Understanding the four-step innovation process
More specifically, the process helps businesses solve complex problems with creative ideas instead of relying on low-impact, quick-fix solutions. To that end, the four-step innovation process ensures that creative ideas have actual value in a business setting by delivering an appreciable return on investment.
The primary advantage of the process is that needs are defined early on. This allows businesses the freedom to be creative while also working toward their goals in a focused manner.
The four steps of the innovation process
1 – Framework development/problem identification
The initial step encourages employees to determine how they might solve the problem of innovation by considering its history. In other words, has anyone tried to innovate before? If so, were they successful? Why or why not?
Then, consider the context of the problem. How does it relate to a broader project or strategy? Are there projects with similar contexts? Innovation is more cost-effective when something new can be sold to a market that a business already operates in.
When defining the problem, phrase it as a question. For example, “How will the business reduce customer wait times by 45 minutes?”
The benefits of this method are two-fold. Questions help define an objective in addition to a benchmark for success.
Once the problem has been defined, it’s time to identify boundaries. These include budgetary and time-related constraints and the approval of a decision-maker who will ultimately decide the fate of a project going forward.
2 – Develop a concept/solution
Here, ideas generated in step one are subject to an intensive analysis using:
- Consumer research – in the form of a buyer persona or a specific target audience. What are their needs and how many needs are unfulfilled? Compare notes with information collated during the problem definition phase.
- Market research – what is the total addressable market (TAM)?
- Analysis of the competition – including the potential for entering a market through differentiation.
- Risk and feasibility studies – are there any barriers or risks to innovation such as laws, regulations, or patents?
In the idea generation process, avoid discounting ideas entirely – no matter how unrealistic they may sound.
3 – Testing and refinement
While testing and refining the idea, it’s important to gather iterative feedback from customers if possible. Prototype feedback from test users in particular is sacrosanct and should never be neglected.
4 – Market release
Releasing an innovative product to market requires that strategies identified in the previous step are activated.

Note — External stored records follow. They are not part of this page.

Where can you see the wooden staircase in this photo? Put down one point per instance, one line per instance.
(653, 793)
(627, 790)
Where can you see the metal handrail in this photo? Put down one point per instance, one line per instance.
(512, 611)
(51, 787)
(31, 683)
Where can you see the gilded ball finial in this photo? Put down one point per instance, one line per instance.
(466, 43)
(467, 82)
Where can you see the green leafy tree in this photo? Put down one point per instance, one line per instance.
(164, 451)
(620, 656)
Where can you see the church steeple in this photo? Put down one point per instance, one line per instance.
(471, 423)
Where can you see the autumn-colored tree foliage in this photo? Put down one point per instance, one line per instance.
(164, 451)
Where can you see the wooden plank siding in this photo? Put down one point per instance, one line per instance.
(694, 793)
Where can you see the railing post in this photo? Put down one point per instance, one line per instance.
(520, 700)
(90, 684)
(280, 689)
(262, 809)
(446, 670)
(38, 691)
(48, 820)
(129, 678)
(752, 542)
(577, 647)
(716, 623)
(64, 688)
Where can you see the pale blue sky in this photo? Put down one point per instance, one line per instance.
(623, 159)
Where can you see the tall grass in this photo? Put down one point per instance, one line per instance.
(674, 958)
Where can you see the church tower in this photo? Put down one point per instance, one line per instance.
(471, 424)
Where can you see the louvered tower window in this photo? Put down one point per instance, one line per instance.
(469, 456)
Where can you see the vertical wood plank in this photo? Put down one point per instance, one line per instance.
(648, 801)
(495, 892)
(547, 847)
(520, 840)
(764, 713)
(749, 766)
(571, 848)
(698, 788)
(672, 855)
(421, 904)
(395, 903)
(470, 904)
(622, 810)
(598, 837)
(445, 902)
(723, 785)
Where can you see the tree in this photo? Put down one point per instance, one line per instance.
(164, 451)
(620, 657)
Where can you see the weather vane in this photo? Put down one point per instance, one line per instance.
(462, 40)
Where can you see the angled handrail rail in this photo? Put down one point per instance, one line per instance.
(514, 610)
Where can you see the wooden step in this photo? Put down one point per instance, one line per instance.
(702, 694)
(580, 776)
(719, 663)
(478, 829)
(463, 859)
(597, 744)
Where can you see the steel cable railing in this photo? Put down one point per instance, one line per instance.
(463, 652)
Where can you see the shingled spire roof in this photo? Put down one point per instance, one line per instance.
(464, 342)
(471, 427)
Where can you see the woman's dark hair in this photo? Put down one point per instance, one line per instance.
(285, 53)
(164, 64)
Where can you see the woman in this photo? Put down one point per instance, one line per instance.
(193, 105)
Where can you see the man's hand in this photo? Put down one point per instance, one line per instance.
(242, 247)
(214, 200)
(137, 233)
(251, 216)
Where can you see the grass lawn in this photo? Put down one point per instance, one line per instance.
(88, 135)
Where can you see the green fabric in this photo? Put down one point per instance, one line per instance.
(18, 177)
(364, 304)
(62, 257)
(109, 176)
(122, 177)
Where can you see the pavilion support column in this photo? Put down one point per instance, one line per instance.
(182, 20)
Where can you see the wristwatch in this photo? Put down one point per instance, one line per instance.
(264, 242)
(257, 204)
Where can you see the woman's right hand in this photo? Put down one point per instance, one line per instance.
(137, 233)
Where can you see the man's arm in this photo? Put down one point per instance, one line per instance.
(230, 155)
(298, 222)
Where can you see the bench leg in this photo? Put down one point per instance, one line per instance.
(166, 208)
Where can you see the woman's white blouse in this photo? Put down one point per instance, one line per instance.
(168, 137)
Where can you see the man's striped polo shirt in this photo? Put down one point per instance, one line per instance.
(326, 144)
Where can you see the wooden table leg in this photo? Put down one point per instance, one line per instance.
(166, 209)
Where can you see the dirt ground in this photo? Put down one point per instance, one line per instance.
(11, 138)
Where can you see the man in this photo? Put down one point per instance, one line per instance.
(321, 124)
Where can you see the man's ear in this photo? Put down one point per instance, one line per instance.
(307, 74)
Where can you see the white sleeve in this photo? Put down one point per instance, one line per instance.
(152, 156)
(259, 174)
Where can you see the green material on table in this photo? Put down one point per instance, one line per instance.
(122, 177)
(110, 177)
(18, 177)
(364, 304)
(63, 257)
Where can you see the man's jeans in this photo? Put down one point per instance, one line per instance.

As the product becomes established, the innovation process continues through regular evaluation of customer feedback and quantitative market analysis. A business should never rest on its laurels and assume that product innovation ends at a fixed point in time. To increase profit margins or maintain market share, businesses should also use the 4 Ps of marketing.
- The four-step innovation process gives businesses a framework with which to navigate the uncertainty, risk, and complexity of innovation.
- By identifying the problems associated with innovation early, the four-step innovation process allows businesses the freedom to work creatively and intentionally toward their goals.
- Unsurprisingly, the four-step innovation process consists of four steps. The first step involves defining the problem in a broader market context. In the following steps, concepts are formulated and tested through market research and iterative feedback before market release.